What are the products of linear electron flow during the light reactions of photosynthesis?

Physics

1 answer:

Katena32 [7]3 years ago

7 0

Answer:

NADPH and ATP

Explanation:

In the clear stage the light that "hits" chlorophyll excites an electron to a higher energy level. In a series of reactions, energy is converted (throughout an electron transport process) into ATP and NADPH. Water breaks down in the process releasing oxygen as a secondary product of the reaction. ATP and NADPH are used to make the C-C bonds in the dark stage.

Photophosphorylation is the process of converting the energy of the electron excited by light into a pyrophosphate bond of an ADP molecule. This occurs when water electrons are excited by light in the presence of P680. The energy transfer is similar to the chemosmotic electron transport that occurs in the mitochondria.

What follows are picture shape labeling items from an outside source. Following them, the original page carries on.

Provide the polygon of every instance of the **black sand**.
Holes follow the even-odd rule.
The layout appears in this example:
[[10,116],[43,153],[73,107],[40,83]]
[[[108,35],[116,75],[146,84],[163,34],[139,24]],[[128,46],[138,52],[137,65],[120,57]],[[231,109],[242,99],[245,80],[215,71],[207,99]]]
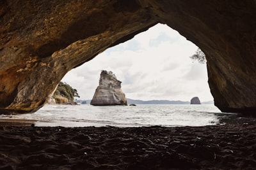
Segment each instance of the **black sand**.
[[256,125],[0,127],[1,169],[255,169]]

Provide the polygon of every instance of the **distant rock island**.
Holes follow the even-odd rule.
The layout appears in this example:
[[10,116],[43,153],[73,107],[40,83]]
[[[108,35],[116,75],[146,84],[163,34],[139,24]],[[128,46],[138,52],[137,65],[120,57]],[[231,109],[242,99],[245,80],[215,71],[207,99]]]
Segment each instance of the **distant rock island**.
[[90,104],[95,106],[127,105],[125,95],[121,90],[121,83],[111,71],[102,71],[99,85]]
[[80,97],[77,90],[67,83],[60,81],[47,103],[50,104],[76,104],[76,103],[74,101],[75,97]]
[[[131,99],[127,99],[127,104],[190,104],[190,101],[168,101],[168,100],[151,100],[151,101],[141,101],[134,100]],[[87,103],[90,103],[91,100],[86,100]],[[203,104],[214,104],[213,101],[201,102]]]
[[198,97],[194,97],[190,101],[191,104],[201,104],[201,102],[199,100]]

Light energy causes the removal of an electron from a P680 molecule that is part of Photosystem II, the electron is transferred to an acceptor molecule (primary acceptor), and then passes downhill to Photosystem I through a conveyor chain of electrons The P680 requires an electron that is taken from the water by breaking it into H + ions and O-2 ions. These O-2 ions combine to form O2 that is released into the atmosphere.

The light acts on the P700 molecule of Photosystem I, causing an electron to be raised to a higher potential. This electron is accepted by a primary acceptor (different from the one associated with Photosystem II).

The electron goes through a series of redox reactions again, and finally combines with NADP + and H + to form NADPH, a carrier of H needed in the independent phase of light.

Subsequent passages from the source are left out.